Cancer

Life Connected: Two-Time Cancer Survivor, Doctor Climb Mt. Kilimanjaro

Lila Javan and a team of friends and nurses raised more than $100,000 for cancer research

Determination took one cancer patient from a hospital bed to the top of Mount Kilimanjaro and inspired others — including her doctor — to join her.

When Lila Javan was first diagnosed with acute myeloid leukemia (AML) in 2010, she started chemotherapy, got a stem cell transplant from her sister and eventually regained her health. Then, nearly five years later as she was planning to book a climbing trip to Africa, she went to a routine checkup and learned her cancer had returned.

"At first, [Mt. Kilimanjaro] didn't have much significance," Javan, a 39-year–old filmmaker, said. "I wanted to visit that part of Africa. When I started going through the treatment, it became so much more. It represented my cancer diagnosis."

A friend made a poster of Kilimanjaro through a window and put it up in her hospital room. Climbing Kilimanjaro became a goal, and Javan wanted the doctor who’d helped her fight cancer to climb too.

"She said, 'Will you do this with me?' and I said, 'Absolutely,' because there was all this hope and looking to the future,” Dr. Sarah Larson, an oncologist at UCLA Medical Center, told NBC4. “I said yes, and I walked out of that room and I thought, 'What did i just do?'"

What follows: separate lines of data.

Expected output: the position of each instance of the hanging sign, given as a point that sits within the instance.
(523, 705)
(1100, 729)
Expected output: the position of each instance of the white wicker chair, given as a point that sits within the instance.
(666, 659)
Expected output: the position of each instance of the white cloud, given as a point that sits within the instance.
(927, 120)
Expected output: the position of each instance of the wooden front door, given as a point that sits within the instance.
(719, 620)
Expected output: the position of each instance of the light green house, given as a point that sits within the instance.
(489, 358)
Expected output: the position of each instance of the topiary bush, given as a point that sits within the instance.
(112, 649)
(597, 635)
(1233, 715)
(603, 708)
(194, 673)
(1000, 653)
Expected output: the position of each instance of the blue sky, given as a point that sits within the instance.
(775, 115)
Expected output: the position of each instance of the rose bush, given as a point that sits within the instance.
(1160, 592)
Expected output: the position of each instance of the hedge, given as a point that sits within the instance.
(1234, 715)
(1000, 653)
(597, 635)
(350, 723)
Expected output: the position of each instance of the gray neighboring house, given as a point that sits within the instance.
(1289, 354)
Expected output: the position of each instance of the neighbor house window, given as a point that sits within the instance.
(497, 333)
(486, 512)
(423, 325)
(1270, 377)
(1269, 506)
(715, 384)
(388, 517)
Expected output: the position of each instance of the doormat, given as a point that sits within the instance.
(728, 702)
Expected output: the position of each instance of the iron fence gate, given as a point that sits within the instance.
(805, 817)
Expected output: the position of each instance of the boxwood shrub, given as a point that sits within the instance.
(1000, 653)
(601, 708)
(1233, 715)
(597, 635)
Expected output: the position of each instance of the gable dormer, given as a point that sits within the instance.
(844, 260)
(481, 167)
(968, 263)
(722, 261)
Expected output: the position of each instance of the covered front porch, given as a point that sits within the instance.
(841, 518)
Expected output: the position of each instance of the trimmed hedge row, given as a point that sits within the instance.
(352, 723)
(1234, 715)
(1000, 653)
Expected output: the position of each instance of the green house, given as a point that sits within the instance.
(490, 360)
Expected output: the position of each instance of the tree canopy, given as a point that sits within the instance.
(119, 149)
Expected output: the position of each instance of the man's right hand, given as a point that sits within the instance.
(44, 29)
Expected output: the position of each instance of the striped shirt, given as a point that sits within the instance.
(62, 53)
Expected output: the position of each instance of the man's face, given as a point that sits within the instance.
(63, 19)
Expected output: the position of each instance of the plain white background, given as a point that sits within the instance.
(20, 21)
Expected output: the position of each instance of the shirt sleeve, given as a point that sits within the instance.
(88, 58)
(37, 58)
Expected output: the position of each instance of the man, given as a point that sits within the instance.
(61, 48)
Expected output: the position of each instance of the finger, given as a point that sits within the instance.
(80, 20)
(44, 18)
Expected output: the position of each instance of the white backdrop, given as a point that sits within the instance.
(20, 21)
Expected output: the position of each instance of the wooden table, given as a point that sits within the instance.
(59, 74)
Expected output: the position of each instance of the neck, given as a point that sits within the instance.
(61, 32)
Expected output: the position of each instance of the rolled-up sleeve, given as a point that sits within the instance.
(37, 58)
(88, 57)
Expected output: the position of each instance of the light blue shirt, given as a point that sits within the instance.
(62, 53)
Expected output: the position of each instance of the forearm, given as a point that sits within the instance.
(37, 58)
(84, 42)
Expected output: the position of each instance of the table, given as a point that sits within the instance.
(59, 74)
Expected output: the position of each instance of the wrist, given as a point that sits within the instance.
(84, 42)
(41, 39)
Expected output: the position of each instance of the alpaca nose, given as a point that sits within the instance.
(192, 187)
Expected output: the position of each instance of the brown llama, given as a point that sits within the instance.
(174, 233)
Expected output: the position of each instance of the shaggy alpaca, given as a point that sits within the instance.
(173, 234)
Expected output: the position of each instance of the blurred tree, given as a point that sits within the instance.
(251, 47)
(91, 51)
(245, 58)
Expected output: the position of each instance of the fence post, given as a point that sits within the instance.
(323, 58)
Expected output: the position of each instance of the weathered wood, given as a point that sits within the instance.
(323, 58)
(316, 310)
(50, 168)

As Javan’s health improved the women began to train, and others soon joined them. A 14-person team of nurses and friends together raised more than $100,000 dollars for the Leukemia Lymphoma Society.

"It kind of, not to be cheesy, but it renewed my faith in humanity," Javan said. "The love and support I got back from people just was amazing, and it's what got me through."

Two years later the team made it to the top of Africa’s highest mountain.

"I kept putting one foot in front of the other,” Javan said. “We got to the top and the sun was rising, and I saw Sarah and I started to cry. It was the most unbelievable, amazing moment of my life. The fact that we'd all trained togetherand we're doing this not just for ourselves but for something else made it more significant.”

Javan and her climbing cohort have inspired others to raise money for cancer research through a campaign called Climb2Cure. She is turning her journey into a documentary film and already has her sights set on a new climb: Mount Everest.